Many take aluminum for granted since the material is used in a wide variety of consumer goods like soda cans, smart phone bodies, kitchenware, wires, sculptures, and furniture. However, in the 19th century, aluminum cost more than gold and silver because it was so expensive to refine. Over the last 150 years, scientists have worked to manipulate aluminum into the ubiquitous, 100% recyclable metal we know today.

Early on, humans encountered aluminum in a very different form than the kind we know today. The word aluminum comes from “alum,” the name for an aluminum-based salt widely used in ancient times. In 1825, Hans Christian Øersted, a Danish scientist, proved that aluminum could be created using electrolytic reduction from alumina, a concept first discovered by English chemist Humphry Davey in 1808. Two years after Øersted, Friedrich Wöhler gleaned aluminum powder after building off of Øersted’s work. As chemists and scientists worked to further refine and efficiently produce the metal, aluminum took its place as a precious metal in the mid-1800s. Only the rich could afford aluminum jewelry and other fineries, like Napoleon III who impressed his dinner guests by serving meals on aluminum plates. For Napoleon’s son, Friedrich Wöhler made a gold and aluminum baby rattle. Yet, in 1856, Henri-Etienne Sainte-Claire Deville managed to produce industrial aluminum, because his vision for the metal extended far beyond the realm of finery.

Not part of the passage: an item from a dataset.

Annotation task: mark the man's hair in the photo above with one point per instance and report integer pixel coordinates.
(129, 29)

Electricity helped scientists advance the study of aluminum. Two scientists concurrently found a new, less costly method of creating aluminum using electrolytic production, though the method required large amounts of electric power. The scientists, working independently on two different continents, were American student Charles Hall and French engineer Paul Héroult. The scientists came to am amicable understanding and shared the achievement. Their method became known as the Hall-Héroult process. In 1889, Austrian chemist Karl Joseph Bayer created a cheaper production method to produce alumina. Modern aluminum production methods draw on the work done by Hall, Héroult, and Bayer. By the 1950s, now-popular aluminum items like ski poles, white-enameled washer and dryer frames, and the iconic pop-top can hit the market and ushered in the “Era of Aluminum” we now inhabit.